By following this structure, you can create a robust evaluation workflow for your benchmark within the OpenHands framework.
Understanding the user_response_fn
The user_response_fn
is a crucial component in OpenHands's evaluation workflow. It simulates user interaction with the agent, allowing for automated responses during the evaluation process.

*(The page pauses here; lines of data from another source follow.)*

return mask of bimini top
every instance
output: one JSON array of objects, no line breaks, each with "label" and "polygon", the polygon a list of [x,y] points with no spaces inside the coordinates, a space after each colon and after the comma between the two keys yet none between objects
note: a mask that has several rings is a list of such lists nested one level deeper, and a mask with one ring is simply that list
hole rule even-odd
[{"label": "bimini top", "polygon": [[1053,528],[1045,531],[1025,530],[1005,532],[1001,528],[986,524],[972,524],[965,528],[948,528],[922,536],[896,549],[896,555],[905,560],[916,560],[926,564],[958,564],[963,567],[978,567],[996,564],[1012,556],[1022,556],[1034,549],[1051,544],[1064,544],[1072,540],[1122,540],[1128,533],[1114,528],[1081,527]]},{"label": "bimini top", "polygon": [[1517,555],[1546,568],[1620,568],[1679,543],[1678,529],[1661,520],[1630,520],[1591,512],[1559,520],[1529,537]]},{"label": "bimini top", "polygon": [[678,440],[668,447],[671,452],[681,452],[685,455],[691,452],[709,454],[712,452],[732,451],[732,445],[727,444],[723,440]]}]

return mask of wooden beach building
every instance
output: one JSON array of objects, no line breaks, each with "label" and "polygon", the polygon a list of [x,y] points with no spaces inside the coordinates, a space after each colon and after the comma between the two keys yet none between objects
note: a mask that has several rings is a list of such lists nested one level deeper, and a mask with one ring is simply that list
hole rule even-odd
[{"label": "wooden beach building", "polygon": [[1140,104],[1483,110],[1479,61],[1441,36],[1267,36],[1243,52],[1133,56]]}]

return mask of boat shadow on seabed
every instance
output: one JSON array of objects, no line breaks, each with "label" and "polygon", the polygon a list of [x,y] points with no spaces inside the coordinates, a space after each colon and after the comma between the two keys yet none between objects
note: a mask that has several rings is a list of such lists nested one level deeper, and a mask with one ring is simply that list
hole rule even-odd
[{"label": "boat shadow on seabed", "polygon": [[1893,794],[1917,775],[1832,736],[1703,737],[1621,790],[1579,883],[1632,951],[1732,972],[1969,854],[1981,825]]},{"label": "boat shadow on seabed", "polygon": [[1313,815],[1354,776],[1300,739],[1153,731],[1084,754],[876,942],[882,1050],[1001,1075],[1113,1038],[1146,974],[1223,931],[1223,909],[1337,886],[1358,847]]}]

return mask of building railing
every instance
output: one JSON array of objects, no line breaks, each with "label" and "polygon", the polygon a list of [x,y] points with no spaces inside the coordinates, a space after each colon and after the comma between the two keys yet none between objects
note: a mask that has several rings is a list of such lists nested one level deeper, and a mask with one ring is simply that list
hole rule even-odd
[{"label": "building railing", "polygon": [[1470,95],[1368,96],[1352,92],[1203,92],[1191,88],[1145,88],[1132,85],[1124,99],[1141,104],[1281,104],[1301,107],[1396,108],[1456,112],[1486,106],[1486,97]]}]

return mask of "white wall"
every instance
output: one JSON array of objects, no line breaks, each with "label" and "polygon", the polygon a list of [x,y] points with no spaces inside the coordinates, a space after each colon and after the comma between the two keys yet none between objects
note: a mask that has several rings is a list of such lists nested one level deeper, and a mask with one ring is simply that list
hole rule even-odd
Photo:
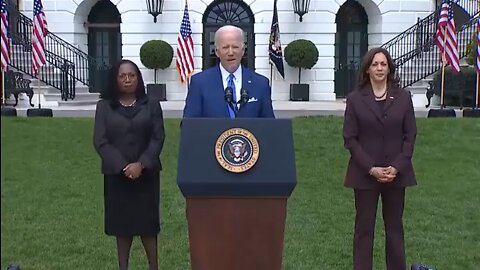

This function is particularly useful when you want to provide consistent, predefined responses to the agent's queries or actions.
Workflow and Interaction
The correct workflow for handling actions and the user_response_fn
is as follows:
- Agent receives a task and starts processing
- Agent emits an Action
- If the Action is executable (e.g., CmdRunAction, IPythonRunCellAction):
- The Runtime processes the Action
- Runtime returns an Observation
- If the Action is not executable (typically a MessageAction):
- The
user_response_fn
is called - It returns a simulated user response
- The
- The agent receives either the Observation or the simulated response
- Steps 2-5 repeat until the task is completed or max iterations are reached
Here's a more accurate visual representation:
[Agent]
|
v
[Emit Action]
|
v
[Is Action Executable?]
/ \
Yes No
| |
v v
[Runtime] [user_response_fn]
| |
v v
[Return Observation] [Simulated Response]
\ /
\ /
v v
[Agent receives feedback]
|
v
[Continue or Complete Task]
In this workflow:
- Executable actions (like running commands or executing code) are handled directly by the Runtime
- Non-executable actions (typically when the agent wants to communicate or ask for clarification) are handled by the
user_response_fn
- The agent then processes the feedback, whether it's an Observation from the Runtime or a simulated response from the
user_response_fn
This approach allows for automated handling of both concrete actions and simulated user interactions, making it suitable for evaluation scenarios where you want to test the agent's ability to complete tasks with minimal human intervention.
Example Implementation
Here's an example of a user_response_fn
used in the SWE-Bench evaluation:
def codeact_user_response(state: State | None) -> str:
msg = (
'Please continue working on the task on whatever approach you think is suitable.\n'
'If you think you have solved the task, please first send your answer to user through message and then <execute_bash> exit </execute_bash>.\n'
'IMPORTANT: YOU SHOULD NEVER ASK FOR HUMAN HELP.\n'
)
if state and state.history:
# check if the agent has tried to talk to the user 3 times, if so, let the agent know it can give up
user_msgs = [
event
for event in state.history
if isinstance(event, MessageAction) and event.source == 'user'
]
if len(user_msgs) >= 2:
# let the agent know that it can give up when it has tried 3 times
return (
msg
+ 'If you want to give up, run: <execute_bash> exit </execute_bash>.\n'
)
return msg
This function does the following:
- Provides a standard message encouraging the agent to continue working
- Checks how many times the agent has attempted to communicate with the user
- If the agent has made multiple attempts, it provides an option to give up
By using this function, you can ensure consistent behavior across multiple evaluation runs and prevent the agent from getting stuck waiting for human input.